“Freedom Writers,” a true story about a white teacher trying to make a difference in a room crammed with black, Latino and Asian high school freshmen, has the makings of another groaner. Ms. Swank is an appealing actress of, at least to date, fairly restricted range. In her finest roles — a transgender man in “Boys Don’t Cry,” a boxer in “Million Dollar Baby” — she plays women whose hard-angled limbs and squared jaws never fully obscure a desperate, at times almost embarrassingly naked neediness. In “Freedom Writers” Ms. Swank uses that neediness to fine effect in a film with a strong emotional tug and smartly laid foundation. She plays Erin Gruwell, who in 1994 was a 23-year-old student teacher assigned to teach freshman English at Wilson High School in Long Beach, Calif.

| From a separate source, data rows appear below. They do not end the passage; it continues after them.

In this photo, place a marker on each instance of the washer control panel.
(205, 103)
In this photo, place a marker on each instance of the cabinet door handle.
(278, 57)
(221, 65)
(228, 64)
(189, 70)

But while we keep time with Erin, we also listen to the teenagers, several of whom tell their stories in voice-over. Among the most important of those stories is that of Eva (the newcomer April Lee Hernandez), whose voice is among the first we hear in the film. Through quick flashbacks and snapshot scenes of the present, Eva’s young life unfolds with crushing predictability. From her front steps, this 9-year-old watches as her cousin is gunned down in a drive-by shooting. Later her father is arrested; she’s initiated into a gang. One day, while walking with a friend under the glorious California sun, a couple of guys pull up in a car and start firing in their direction. Eva dodges bullets and embraces violence because she knows nothing else; she hates everyone, including her white teacher, because no one has ever given her a reason not to.
In time Eva stops hating Erin, though the bullets keep coming.